Getting an education shouldn’t be a luxury, but in the US, earning a college degree can cost tens of thousands of dollars, and often much more. Earlier this year, student loan debt hit an all-time high, and 1 in 8 divorcing couples split up primarily because of it. With so much economic uncertainty, deciding to take out loans to pay for college is a serious risk, but for those who are willing to take it, it means being conservative in another important area: relationships.
According to a new study performed at the University of Wisconsin Madison and published in Springer’s Journal of Family and Economic Issues, millennials are deciding to forgo saying “I do” and instead settle for living together in order to save money and pay off their student loan debt first.
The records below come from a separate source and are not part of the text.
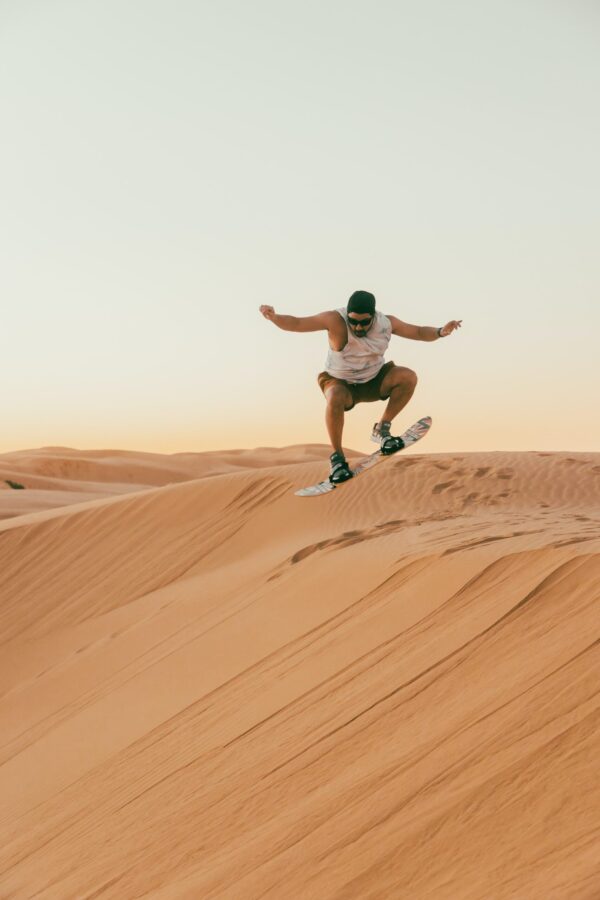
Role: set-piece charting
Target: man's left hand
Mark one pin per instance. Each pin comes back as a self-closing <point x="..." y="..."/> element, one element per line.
<point x="449" y="327"/>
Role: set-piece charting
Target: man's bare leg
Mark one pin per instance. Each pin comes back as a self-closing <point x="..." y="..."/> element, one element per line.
<point x="338" y="398"/>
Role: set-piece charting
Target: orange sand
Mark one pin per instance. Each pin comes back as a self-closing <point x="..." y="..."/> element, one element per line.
<point x="211" y="688"/>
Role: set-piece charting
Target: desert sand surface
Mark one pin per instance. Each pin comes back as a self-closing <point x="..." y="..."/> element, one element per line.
<point x="211" y="688"/>
<point x="57" y="476"/>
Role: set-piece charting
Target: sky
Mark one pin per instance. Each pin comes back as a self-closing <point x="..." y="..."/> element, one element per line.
<point x="168" y="167"/>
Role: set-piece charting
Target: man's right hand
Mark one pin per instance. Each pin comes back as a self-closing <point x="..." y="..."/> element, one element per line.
<point x="268" y="312"/>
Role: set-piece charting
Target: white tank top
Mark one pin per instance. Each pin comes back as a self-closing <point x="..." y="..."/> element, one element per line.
<point x="361" y="358"/>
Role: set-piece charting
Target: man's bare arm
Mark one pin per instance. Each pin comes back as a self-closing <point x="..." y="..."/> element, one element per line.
<point x="423" y="332"/>
<point x="321" y="322"/>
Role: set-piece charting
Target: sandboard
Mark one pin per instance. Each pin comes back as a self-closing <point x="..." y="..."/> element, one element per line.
<point x="410" y="437"/>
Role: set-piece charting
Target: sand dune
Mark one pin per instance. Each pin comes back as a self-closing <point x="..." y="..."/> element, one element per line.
<point x="57" y="476"/>
<point x="214" y="688"/>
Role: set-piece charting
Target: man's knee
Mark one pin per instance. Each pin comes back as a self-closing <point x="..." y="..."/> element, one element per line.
<point x="405" y="378"/>
<point x="338" y="397"/>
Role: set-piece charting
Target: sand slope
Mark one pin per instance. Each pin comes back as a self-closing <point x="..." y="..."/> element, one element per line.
<point x="217" y="689"/>
<point x="58" y="476"/>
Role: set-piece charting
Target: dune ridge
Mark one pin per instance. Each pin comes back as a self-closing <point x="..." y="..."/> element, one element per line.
<point x="213" y="688"/>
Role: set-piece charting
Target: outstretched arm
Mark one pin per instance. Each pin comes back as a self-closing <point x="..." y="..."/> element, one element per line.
<point x="321" y="322"/>
<point x="423" y="332"/>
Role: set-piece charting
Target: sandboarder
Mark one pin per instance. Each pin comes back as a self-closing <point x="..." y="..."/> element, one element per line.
<point x="355" y="369"/>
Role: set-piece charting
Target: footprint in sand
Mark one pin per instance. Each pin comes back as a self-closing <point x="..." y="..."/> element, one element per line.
<point x="441" y="487"/>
In theory, this isn’t a bad thing. It seems financially smarter to pay off debts before getting even deeper in the hole by throwing a massive wedding. Given that the average wedding costs $30,000, the idea of adding that to the already substantial pile of student loan payments can seem overwhelming and totally unattractive.
Research found that people in their early to mid-30s were married in much higher numbers back in the 1970s—roughly 70%—but by the late 1990s, that number had fallen substantially to roughly 50% and continuing to decline even now. Incidentally, women seem to be more likely to wait until their debt is paid off before considering marrying, opting simply to live with their partner instead.
As lead author Fenaba Addo explains, “Rising student debt is reshaping relationship formation among college-going youth, and as cohabitation has become more widespread, social and economic disparities in who marries without cohabiting first have increased.”
Whether the declining marriage rate is a good or bad thing is anyone’s guess, but the fact that student loan debt is standing in the way of so much we want to do in life is concerning and upsetting.